Götz Werner trifft den Nagel auf den Kopf: Das soziale Europa, der Welt fortschrittlichste Wirtschaft kann nur mit vernünftigen Einkommensverhältnissen der Globalisierung standhalten, einem bedingungslosem Vorsteuerrabatt, gleich dem Grundeinkommen (aber direkt und unbürokratisch mit der Steuerverrechnung), was auch mehr Konsum brächte und damit auch Arbeit.

Hermann Bauer,

per E-Mail

Zum Gastkommentar von
Kurt Bayer, 17. September

Ganz ohne Finanzmarkt geht es nun einmal nicht

Kurt Bayer vergisst bei seinem Finanzmarkt-Bashing, dass vom Markt das Geld für die Abdeckung der Neuverschuldung der Staaten kommt.

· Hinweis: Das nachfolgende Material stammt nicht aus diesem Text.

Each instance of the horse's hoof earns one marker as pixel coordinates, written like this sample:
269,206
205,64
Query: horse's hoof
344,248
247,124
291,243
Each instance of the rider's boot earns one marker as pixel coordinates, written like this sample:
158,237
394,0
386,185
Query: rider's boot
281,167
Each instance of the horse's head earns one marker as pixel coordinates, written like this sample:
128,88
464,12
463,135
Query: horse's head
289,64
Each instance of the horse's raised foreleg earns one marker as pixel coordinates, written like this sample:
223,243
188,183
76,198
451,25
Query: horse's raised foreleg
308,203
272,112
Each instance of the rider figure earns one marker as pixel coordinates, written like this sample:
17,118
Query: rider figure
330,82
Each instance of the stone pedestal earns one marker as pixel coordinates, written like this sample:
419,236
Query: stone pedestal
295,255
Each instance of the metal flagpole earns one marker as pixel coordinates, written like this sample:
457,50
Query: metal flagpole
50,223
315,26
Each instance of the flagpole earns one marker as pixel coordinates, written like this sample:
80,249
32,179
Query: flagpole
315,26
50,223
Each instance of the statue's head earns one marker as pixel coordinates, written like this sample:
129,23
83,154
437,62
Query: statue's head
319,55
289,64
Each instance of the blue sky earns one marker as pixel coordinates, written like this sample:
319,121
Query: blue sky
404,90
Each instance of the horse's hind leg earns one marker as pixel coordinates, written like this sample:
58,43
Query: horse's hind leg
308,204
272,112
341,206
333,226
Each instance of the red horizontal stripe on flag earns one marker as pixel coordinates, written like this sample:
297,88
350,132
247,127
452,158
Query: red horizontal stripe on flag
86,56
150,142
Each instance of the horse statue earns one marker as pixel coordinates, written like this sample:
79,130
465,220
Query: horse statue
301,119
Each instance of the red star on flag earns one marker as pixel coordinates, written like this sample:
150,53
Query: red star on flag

Wenn man vom Markt viel Geld will, muss man sich auch an die Bedingungen des Marktes halten, oder man spart noch heftiger oder setzt die Europäische Zentralbank ein, um die Neuverschuldung durch die Banknotenpresse abzudecken.

Helmut Pietzka,

per E-Mail

Demenzkranke Menschen brauchen behutsame Pflege

Frau Mag. Martina Steiner möchte ich für ihren Beitrag im "Leserforum" vom 20. September danken und ihre Bemühungen um das Bewusstsein der Krankheit Demenz würdigen, als betroffene Angehörige aber anmerken, dass man mit keiner der vorgeschlagenen Maßnahmen gegen Demenz ankämpfen kann, sondern dass sie nur das Leben mit Demenz erträglicher machen.

Von hoher Lebensqualität im herkömmlichen Sinn kann deshalb nicht die Rede sein, weil für einen Alzheimer-Patienten und die eigene Welt, in die er sich zurückzieht (wo er durchaus glücklich sein und "in sich ruhen" kann), besondere Maßstäbe gelten. Meine 90-jährige Mutter, die nach zwei (auch für mich) qualvollen Jahren zu Hause sich von dem Trauma des "Pflegedienstes" im Demenzpflegeheim erholt und ihre Würde wiedergefunden hat, lebt dort seit nunmehr fünf Jahren ihr besonderes, immer stiller werdendes Leben, mit dem sie allem Anschein nach glücklich ist.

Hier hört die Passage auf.